American baseball player (born 1977)

Jason William Smith (born July 24, 1977) is an American former Major League Baseball infielder.

==Career==
In 1995, Smith was drafted by the Los Angeles Dodgers in the 42nd round of the 1995 Major League Baseball draft, but did not sign. A year later, he was drafted by the Chicago Cubs in the 23rd round of the 1996 Major League Baseball draft. He made his major league debut with the Cubs on June 17, 2001.

After stints in Tampa Bay, Detroit and Colorado, Smith was claimed in the Rule 5 Draft by Toronto in December 2006.

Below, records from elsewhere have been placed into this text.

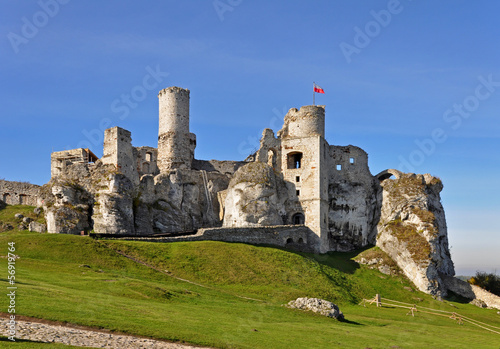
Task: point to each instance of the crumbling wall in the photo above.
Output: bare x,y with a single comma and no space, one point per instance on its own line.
352,199
256,196
19,193
295,237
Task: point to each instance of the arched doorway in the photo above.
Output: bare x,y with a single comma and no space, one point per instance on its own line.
298,218
294,160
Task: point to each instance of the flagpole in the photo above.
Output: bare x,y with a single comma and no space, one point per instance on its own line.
314,102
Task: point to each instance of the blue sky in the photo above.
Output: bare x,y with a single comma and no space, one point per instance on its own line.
414,83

Smith was claimed off waivers by Arizona on May 15, 2007. He played 2 games for the Diamondbacks going 1-4 before being placed on the disabled list. On July 11, 2007, while on the disabled list, he was claimed off waivers by the Kansas City Royals, for whom he batted .188 in 2007 and .214 in 2008.

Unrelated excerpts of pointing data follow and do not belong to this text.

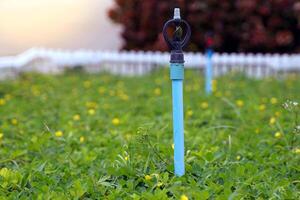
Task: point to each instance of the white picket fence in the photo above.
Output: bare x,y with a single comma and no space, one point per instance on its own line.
139,62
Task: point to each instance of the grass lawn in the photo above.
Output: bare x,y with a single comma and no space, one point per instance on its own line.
81,136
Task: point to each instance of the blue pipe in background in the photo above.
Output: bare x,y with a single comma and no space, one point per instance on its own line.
208,71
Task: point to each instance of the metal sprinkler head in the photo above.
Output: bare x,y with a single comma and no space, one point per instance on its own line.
176,43
178,40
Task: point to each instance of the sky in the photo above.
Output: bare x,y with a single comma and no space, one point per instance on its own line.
65,24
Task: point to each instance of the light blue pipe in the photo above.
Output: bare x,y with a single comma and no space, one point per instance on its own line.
177,76
208,71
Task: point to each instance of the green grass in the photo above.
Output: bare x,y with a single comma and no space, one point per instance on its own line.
240,142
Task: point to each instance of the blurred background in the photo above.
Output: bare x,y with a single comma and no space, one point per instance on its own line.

He became a free agent after the 2008 season and signed a minor league contract with the Houston Astros on January 5, 2009.

On May 10, 2009, Smith was recalled to Houston for added depth as Lance Berkman suffered a wrist injury.

==Personal life==
Smith's cousin, Austin Davis, plays in the NFL. He currently resides in Mobile, Alabama.